TLR9 recognizes CpG-rich DNA fragments derived from bacteria, viruses, and mitochondrial DNA (mtDNA) [60]. While the relationship between TLR9 and the recognition of SARS-CoV-2 infection is not clear, the coding region of the E protein and ORF10 in the SARS-CoV-2 genome was shown to be enriched with CpG [73]. Recently, TLR9 was suspected of inducing severe COVID-19 [42]. This TLR9-COVID-19 hypothesis, presented by Bezemer and Garssen, proposes that CpG islands in SARS-CoV-2 or mtDNA released from damaged host cells could trigger TLR9 activation and subsequently elicit pathogenic hyperinflammatory responses. As it is still unclear whether TLR9 directly detects viral components derived from SARS-CoV-2, future studies are needed to address this issue.
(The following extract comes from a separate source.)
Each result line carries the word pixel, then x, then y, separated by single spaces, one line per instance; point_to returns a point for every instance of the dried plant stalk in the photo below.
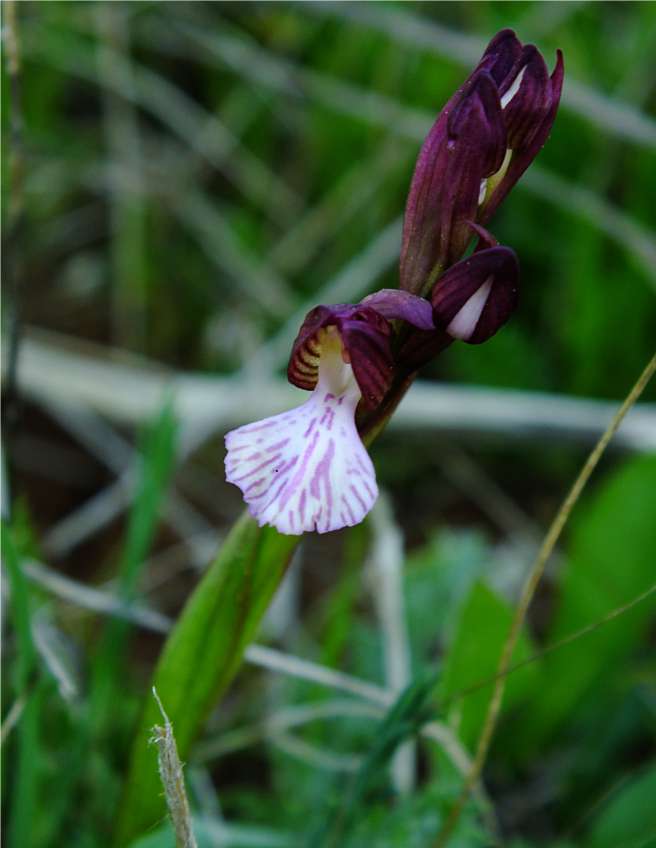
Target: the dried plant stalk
pixel 170 772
While it is well known that intracellular TLRs are physically separated from the cell surface to prevent autoimmune responses following receptor activation by host nucleic acids [74], interestingly, several studies have suggested the cell surface positioning of endosomal TLRs in certain cell types [75,76,77,78]. Cell surface expression of TLR3 was observed in human fibroblast cell lines [79], mouse splenic CD8+ dendritic cells, and marginal zone B cells [80]. Mouse bone marrow (BM)-derived macrophages, BM-conventional dendritic cells, BM-plasmacytoid DCs and B cells expressed TLR7 on the cell surface [77]. TLR9 was expressed on the surface of mouse splenic DCs [78], monocytes [81], and human neutrophils [82]. These findings suggest that both the cell surface and intracellular expression of nucleic acid-sensing TLRs may participate in the activation of immune responses. Interestingly, human airway epithelial cells expressed TLR3, TLR7 and TLR9 on the apical cell membrane [76], indicating that nucleic acid-sensing TLRs on the epithelial cell surface may play a crucial role in innate responses against inhaled pathogens such as SARS-CoV-2. However, further studies are required to prove this hypothesis.

4. Conclusions

TLRs participate in the first line of defense against invading pathogens. They recognize a broad range of PAMPs derived from microorganisms, and the main function of TLRs is the ability to activate innate immune responses, including cytokine production. At present, TLR2, TLR4, TLR3, TLR7, TLR8, and TLR9 have been suggested as possible receptors capable of recognizing SARS-CoV-2 infection. Viral components including the S protein, E protein, ssRNA, and dsRNA seem to serve as ligands for these TLRs. TLR-mediated immune responses are essential for host protection; however, uncontrolled and exacerbated inflammation can result in pathologic responses such as tissue damage. In patients with COVID-19, robust innate immune responses and hyperinflammation were observed in severe cases [3,4,7], resulting in septic shock [83], acute lung injury [84], and acute respiratory distress syndrome [85]. Therefore, immunomodulatory therapeutic strategies, including the use of anti-inflammatory drugs, have been suggested as promising treatments for severe COVID-19. Many approaches targeting TLR signaling pathways have been tested for their ability to attenuate hyperinflammation following SARS-CoV-2 infection. For example, the U.S. FDA has approved an investigation into the efficacy of a PUL-042 inhalation solution that blocks TLR2/6/9 to reduce the infection rate, progression, and disease severity of COVID-19 (NCT04312997, NCT04313023) [42,86]. Additionally, a clinical study to evaluate the inhibition of TLR3-mediated inflammatory responses by Famotidine [87] to improve outcomes in patients with COVID-19 has been conducted (NCT04389567, NCT04504240, NCT04724720, NCT04370262) [88,89]. Various TLR4 modulators, such as EB05 (NCT04401475), Eritoran (NCT02735707), Naltrexone [90] (NCT04604704, NCT04604678), Curcumin [91] (NCT04382040), and Berberine [92,93,94] (NCT04479202) are undergoing clinical trials for COVID-19. Although current studies have not produced sufficient encouraging results, based on the evidence presented in this review, targeting TLRs could be an effective treatment for COVID-19.